新麻雀徒然草第7回「麻雀に一貫性は必要か?」

 この話は10年以上前に取り上げているのであえて触れることもありませんが、「一貫性のある打牌」とは何かで定義するなら、「その打牌が正着だと仮定すると、それ以前の打牌も正着である可能性がある打牌」となるでしょうか。

 何ともややこしい言い回しになってしまいましたが、要は一貫性のない打牌、「その打牌が正着だと仮定すると、それ以前のどこかで必ず誤打があることになる打牌」の逆。つまり一貫性のない打牌とは、自分がミスをしていたことを認める打牌とも言い換えられます。

 将棋棋士の発言をまとめた書籍で、畠山鎮八段の「手の流れからこの手は指せない」。その次のページに久保利明九段の「点で考える」という言葉が紹介されていました。一貫性という言葉を用いるなら、前者は「一貫性の無い手は指せない」後者は「一貫性は不要」となるでしょう。本書は両論併記という形で取り上げられていましたが、私はやはり後者の立場を取りたいと考えます。

 しかし、「一貫性の無い手は指せない」。この感覚自体は麻雀を打っていても痛いほどよく分かります。自分のミスを認めたくない感情というよりは、分かっていても手が動かず、無意識のうちに当初の方針に引っ張られてしまうのです。

 正着を打ち続けているのであれば、その打牌は必然的に一貫性のある打牌になります。その打牌もしくはそれ以前の打牌が誤打であることが確定するのが、「一貫性のない打牌」。誤打が多ければ多いほど、「一貫性のない打牌」が多くなります。実力に劣る多くの打ち手は確かに「一貫性のない打牌」が多いのですから、「一貫性を大事にせよ」という実力者が多いのも無理はありません。

 しかし、「その打牌が正着だと仮定すると、それ以前の打牌も正着である可能性がある打牌」というのは、裏を返せば、「それ以前の打牌に誤打があると仮定すると、その打牌も誤打になりかねない打牌」ということ。誤打が多い人程、一貫性にこだわればなおさら誤打が増えてしまいます。言葉を尽くして説明するのは難しいから、「一貫性」という言葉で説明されるのは分からなくもありませんが、少なくとも麻雀の実力向上を目的とする人へのアドバイスとしては適切ではないでしょう。

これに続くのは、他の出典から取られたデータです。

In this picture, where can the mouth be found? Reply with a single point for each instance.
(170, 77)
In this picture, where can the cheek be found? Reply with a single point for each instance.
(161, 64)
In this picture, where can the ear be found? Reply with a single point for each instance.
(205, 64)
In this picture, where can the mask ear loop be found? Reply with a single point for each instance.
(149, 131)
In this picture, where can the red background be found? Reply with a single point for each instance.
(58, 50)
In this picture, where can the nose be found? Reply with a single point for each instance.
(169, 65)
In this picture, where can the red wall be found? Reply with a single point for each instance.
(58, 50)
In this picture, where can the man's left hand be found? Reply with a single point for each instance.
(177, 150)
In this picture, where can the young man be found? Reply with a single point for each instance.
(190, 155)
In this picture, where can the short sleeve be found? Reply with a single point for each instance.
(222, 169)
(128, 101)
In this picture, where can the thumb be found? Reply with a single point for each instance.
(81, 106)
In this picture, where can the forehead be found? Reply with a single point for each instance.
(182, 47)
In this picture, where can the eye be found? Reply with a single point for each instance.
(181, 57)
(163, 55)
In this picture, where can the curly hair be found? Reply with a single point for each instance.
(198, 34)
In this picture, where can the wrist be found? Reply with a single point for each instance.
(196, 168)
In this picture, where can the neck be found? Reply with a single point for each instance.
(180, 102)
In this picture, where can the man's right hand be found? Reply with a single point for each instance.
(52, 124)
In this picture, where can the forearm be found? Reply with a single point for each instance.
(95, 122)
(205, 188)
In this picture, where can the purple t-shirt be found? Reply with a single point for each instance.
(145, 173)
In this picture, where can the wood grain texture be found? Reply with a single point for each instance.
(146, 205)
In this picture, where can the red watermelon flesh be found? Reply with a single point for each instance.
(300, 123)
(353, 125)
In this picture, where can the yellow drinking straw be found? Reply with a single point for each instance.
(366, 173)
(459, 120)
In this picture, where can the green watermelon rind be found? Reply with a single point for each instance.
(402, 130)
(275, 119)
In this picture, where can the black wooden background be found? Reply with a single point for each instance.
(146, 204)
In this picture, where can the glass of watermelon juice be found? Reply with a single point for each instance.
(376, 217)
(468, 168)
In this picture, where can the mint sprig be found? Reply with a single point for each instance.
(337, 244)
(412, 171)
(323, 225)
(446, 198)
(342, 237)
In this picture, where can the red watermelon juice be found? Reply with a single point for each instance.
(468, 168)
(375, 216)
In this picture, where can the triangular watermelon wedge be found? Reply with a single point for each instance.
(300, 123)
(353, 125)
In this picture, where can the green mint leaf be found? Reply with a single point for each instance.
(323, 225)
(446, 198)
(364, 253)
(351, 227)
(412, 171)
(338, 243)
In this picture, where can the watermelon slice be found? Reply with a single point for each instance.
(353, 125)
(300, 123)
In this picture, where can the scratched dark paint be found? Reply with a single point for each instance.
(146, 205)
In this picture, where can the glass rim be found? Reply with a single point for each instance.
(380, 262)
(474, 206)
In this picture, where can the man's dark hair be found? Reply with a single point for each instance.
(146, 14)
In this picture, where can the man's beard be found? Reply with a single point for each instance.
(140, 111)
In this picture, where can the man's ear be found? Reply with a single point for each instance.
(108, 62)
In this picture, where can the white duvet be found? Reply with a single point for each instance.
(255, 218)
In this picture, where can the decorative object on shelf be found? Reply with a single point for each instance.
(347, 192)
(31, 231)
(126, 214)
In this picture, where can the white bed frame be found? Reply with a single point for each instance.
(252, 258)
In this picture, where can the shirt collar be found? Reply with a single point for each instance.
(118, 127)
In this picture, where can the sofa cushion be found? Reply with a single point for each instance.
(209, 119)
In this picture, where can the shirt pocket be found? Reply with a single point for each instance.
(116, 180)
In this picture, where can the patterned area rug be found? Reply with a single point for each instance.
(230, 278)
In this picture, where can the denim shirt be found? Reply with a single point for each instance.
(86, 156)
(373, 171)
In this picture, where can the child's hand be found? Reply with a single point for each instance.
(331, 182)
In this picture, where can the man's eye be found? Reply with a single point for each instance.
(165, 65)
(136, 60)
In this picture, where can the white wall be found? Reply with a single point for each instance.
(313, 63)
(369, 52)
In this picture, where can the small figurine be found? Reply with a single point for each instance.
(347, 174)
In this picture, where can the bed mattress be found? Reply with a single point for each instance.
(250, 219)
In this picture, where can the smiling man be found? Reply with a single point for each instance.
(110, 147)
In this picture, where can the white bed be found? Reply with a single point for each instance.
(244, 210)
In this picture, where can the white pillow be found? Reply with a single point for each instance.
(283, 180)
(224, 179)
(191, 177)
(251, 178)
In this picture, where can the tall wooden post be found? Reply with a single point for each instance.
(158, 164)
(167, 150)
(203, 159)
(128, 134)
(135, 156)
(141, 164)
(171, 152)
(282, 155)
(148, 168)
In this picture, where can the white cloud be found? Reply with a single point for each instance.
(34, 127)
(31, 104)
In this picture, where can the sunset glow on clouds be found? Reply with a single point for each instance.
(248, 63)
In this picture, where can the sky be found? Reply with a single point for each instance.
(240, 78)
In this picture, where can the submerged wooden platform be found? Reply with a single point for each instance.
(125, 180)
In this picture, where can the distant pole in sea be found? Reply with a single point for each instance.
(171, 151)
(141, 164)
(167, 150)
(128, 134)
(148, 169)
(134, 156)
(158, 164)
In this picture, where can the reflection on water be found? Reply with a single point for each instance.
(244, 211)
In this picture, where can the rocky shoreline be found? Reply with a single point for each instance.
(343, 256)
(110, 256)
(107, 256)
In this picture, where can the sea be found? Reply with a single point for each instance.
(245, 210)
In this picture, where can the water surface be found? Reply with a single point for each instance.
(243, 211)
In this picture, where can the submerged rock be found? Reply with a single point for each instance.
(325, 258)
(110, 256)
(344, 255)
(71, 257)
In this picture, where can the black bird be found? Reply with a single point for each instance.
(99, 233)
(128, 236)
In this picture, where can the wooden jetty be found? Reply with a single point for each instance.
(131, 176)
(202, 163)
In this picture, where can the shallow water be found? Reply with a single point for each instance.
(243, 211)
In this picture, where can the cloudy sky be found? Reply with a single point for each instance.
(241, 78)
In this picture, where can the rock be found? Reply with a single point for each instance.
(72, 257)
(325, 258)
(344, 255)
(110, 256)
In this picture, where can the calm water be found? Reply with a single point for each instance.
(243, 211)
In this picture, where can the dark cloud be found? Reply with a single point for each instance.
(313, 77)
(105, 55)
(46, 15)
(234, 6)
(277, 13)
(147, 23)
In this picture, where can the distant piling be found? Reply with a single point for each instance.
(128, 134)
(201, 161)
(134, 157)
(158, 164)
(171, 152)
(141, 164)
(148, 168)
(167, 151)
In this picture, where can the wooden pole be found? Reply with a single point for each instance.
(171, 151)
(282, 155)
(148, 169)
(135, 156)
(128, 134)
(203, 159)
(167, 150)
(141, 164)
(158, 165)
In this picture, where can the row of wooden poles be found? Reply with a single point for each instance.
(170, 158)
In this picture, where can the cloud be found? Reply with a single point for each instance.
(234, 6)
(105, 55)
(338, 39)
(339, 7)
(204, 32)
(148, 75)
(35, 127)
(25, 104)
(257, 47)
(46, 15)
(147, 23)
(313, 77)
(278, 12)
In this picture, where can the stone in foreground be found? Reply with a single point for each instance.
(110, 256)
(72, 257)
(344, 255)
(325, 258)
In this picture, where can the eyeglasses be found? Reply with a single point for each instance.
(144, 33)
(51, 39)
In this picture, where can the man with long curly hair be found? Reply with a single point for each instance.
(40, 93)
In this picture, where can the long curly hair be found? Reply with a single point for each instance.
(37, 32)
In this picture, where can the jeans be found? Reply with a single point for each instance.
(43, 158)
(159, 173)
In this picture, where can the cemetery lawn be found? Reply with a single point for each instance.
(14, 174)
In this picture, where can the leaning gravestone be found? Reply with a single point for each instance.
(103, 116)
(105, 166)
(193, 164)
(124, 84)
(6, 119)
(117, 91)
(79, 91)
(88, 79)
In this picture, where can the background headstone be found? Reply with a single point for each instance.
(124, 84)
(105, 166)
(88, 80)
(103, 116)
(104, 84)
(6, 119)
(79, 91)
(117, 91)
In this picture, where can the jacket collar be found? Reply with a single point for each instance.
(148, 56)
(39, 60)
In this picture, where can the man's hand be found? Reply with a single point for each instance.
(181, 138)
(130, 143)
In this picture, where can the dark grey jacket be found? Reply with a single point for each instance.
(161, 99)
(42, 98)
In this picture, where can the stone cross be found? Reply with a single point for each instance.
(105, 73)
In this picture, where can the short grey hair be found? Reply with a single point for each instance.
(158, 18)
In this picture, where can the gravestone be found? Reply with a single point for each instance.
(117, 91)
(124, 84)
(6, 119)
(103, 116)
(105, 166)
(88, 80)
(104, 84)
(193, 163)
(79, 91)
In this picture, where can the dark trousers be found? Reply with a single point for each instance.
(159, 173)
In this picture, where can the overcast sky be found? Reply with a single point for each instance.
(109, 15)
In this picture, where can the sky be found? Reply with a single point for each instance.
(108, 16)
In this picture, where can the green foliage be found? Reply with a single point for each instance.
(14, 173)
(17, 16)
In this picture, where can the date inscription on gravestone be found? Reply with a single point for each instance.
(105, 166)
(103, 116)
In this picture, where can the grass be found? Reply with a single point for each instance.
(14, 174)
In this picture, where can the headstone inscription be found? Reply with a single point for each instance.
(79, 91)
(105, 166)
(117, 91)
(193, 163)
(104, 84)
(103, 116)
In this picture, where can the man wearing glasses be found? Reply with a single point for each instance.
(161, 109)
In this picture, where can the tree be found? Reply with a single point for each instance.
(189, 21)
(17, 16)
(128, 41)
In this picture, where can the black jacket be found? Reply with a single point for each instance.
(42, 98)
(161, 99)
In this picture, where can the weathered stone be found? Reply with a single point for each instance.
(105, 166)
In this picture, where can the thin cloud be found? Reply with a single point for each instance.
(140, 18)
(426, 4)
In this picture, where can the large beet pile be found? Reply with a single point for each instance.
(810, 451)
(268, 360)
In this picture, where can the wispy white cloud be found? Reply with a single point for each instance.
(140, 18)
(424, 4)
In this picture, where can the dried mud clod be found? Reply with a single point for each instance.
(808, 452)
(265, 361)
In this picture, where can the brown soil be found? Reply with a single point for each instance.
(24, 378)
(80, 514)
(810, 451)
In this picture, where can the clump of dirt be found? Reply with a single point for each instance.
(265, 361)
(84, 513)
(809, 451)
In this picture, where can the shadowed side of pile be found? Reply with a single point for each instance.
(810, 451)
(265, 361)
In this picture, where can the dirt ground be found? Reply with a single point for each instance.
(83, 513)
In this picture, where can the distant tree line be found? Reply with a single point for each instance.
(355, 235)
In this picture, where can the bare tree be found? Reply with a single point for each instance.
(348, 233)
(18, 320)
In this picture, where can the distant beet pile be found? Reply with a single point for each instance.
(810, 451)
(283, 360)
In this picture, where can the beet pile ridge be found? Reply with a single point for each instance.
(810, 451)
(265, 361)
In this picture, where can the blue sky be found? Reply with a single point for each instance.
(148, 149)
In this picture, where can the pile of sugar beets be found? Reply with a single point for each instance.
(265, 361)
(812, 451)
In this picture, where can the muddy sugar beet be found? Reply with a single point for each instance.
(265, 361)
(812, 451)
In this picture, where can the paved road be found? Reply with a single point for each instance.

 久保九段は「点で考える」と言われましたが、私が一言付け足すなら、「線で把握して点で考える」となりますでしょうか。「一貫性の無い誤打」の原因は、局面を線で把握できていないので、打牌方針が行き当たりばったりになってしまうためです。しかし、「一貫性があるだけの誤打」の原因はまさに、それまでの過程に影響されて、「点で考える」ことができていない為。正着を打てるだけの能力を養うためには、「線で把握できるようになる」ことは必須ですが、実際に正着を打つために必要なのはあくまで「点で考える」ことです。

 「麻雀に一貫性は必要か?」これに対して今の私なら、「いいえ、不要です。しかし、強い打ち手を目指す過程で自然と身に付いてしまうものでもある。」と答えます。一貫性そのものは正着を選ぶうえで足枷になりかねないので、最初から『一貫性は不要』と言い切れるだけの麻雀講座を著せればいいですね。